As corporate America responds to rising inflation and diminished consumer buying power, marketing organizations have been forced to make budget cuts to preserve profitability. Indeed, a World Advertising Federation report released at the beginning of the year found that 30% of major advertisers are cutting budgets in 2023. Meanwhile, a recent report from Dentsu projects that television ad spend will drop by 3% throughout the year.
The upshot? Seventy-five percent of chief marketing officers now say they’re under pressure to do more with less.
But how, exactly, can marketers maximize their performance on a reduced budget?
Right now, many marketing organizations make their budget allocation decisions using an advertising measurement tool known as Marketing Mix Modeling (MMM). Also known to some as Media Mix Modeling, MMM uses a complex time-series regression model to analyze the entirety of a brand’s sales data and all of its multi-channel marketing spend. This enables marketers to measure each channel’s contribution to sales and determine how they might allocate budgets more effectively moving forward.
But while MMM is a highly effective tool for making high-level budgeting decisions, it lacks several key capabilities marketers need to make intelligent budget cuts in a tough economy—particularly when it comes to television advertising.

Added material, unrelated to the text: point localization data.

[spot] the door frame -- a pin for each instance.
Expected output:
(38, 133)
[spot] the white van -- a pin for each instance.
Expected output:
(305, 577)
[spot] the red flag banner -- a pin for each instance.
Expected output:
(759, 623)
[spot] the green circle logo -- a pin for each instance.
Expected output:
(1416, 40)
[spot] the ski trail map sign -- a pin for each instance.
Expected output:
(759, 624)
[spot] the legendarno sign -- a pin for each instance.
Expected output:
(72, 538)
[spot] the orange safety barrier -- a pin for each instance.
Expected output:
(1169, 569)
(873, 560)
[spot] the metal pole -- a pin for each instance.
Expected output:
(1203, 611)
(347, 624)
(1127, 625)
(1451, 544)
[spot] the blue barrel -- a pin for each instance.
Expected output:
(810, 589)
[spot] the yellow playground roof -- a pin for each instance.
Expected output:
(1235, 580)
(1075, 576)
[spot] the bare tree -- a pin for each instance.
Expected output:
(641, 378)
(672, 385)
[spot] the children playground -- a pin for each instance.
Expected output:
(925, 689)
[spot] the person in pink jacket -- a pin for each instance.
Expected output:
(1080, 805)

If marketers want to ensure that their reduced TV budgets are spent effectively, they need additional, complementary tools to illuminate the blind spots increasingly inherent in MMM.
MMM provides a bird’s-eye view of marketing performance—but what’s happening on the ground?
Advertisers rely on MMM because of its unique ability to provide a bird’s-eye view of their entire marketing portfolio. Indeed, MMM uses a massively complex data model that ingests several years’ worth of sales data from every point of sale, as well as all of the marketing data from across every single channel. This includes public relations spend, promotions, linear television, streaming video, radio, digital, print, out-of-home—the whole shebang.
As a result, MMM is an invaluable tool for making high-level marketing decisions. For instance, it can tell you that you would have earned 5% more revenue last year if you’d shifted 10% of your budget from print media to digital. Or, it might tell you that you’d have optimized your performance if you’d moved 15% of your linear television budget from the New York market to the Los Angeles market.
But for all its strengths, MMM is missing two key ingredients that marketers need to make smart optimization decisions: granularity and immediacy.
Indeed, the high-level insights MMM provides are crucial to figuring out which channels to spend on, but it leaves a number of important questions unanswered when it comes to maximizing performance within each channel. For instance, MMM can tell you that you’re underspending on streaming television. But if you’re allocating additional funds to that channel, you need more granular information about the networks you should be spending on and the audiences you should be targeting.
Meanwhile, the complexity of the MMM regression model means that there’s a lag time between when you conduct your analysis and when you’re able to apply what you’ve learned. Even an effective model might be giving you information about last year’s budget that you can only use to plan for next year. If your boss walks into your office one day and tells you that you’ll have 15% less budget to spend in the upcoming quarter, you need information about what’s happening with your marketing performance right now.
Real-time outcomes data helps marketers make intelligent decisions for the immediate future
The gaps in MMM are especially prevalent in the worlds of linear and streaming TV. As marquee advertising channels with premium rates, marketers need their spend to drive real results. In order to do that, you need insight into how effectively your television advertising is driving consumers to take action. This means getting information that’s granular enough to help you make small, meaningful shifts in spend—and fast enough that you can make those shifts immediately.
It also means being able to make predictions about what will happen when you try something you’ve never done before. Since MMM relies on historical data from your past media buys, your MMM won’t be able to provide insight when you’re testing out your first major streaming TV buy.
With TV advertising outcomes data, you can measure the effectiveness of each individual ad you run within minutes of when it airs. For instance, this information can tell you how effectively your 11 a.m. ad on “The View” drove viewers to engage with your brand online. Or it might tell you that your ads on the USA Network are vastly outperforming those that run on TNT. Or you might learn that one piece of creative in your campaign is delivering far more value than the others when it runs during live sports.
This real-time data enables marketers to quickly and easily optimize spend—even amid budget cuts. With it, you can make intelligent decisions about the creative messages you show viewers, the networks and kinds of programming you advertise against, and the dayparts during which you advertise. In short, this information provides the granularity and speed you need in a rapidly changing advertising marketplace.
Your marketing team deserves the best of both worlds
When you combine MMM with TV advertising efficacy data, you’ll be able to maximize television advertising effectiveness without spending more on television advertising. By pairing the high-level insight of MMM with the granular, real-time information of TV efficacy data, marketers can make intelligent long-term plans with the flexibility to adjust spending for additional performance on the fly.
At a time when CMOs are being asked to do more with less, it’s never been more important to make every dollar of your TV advertising budget count. Why not give yourself all of the information you need to make the smartest possible media-buying decisions?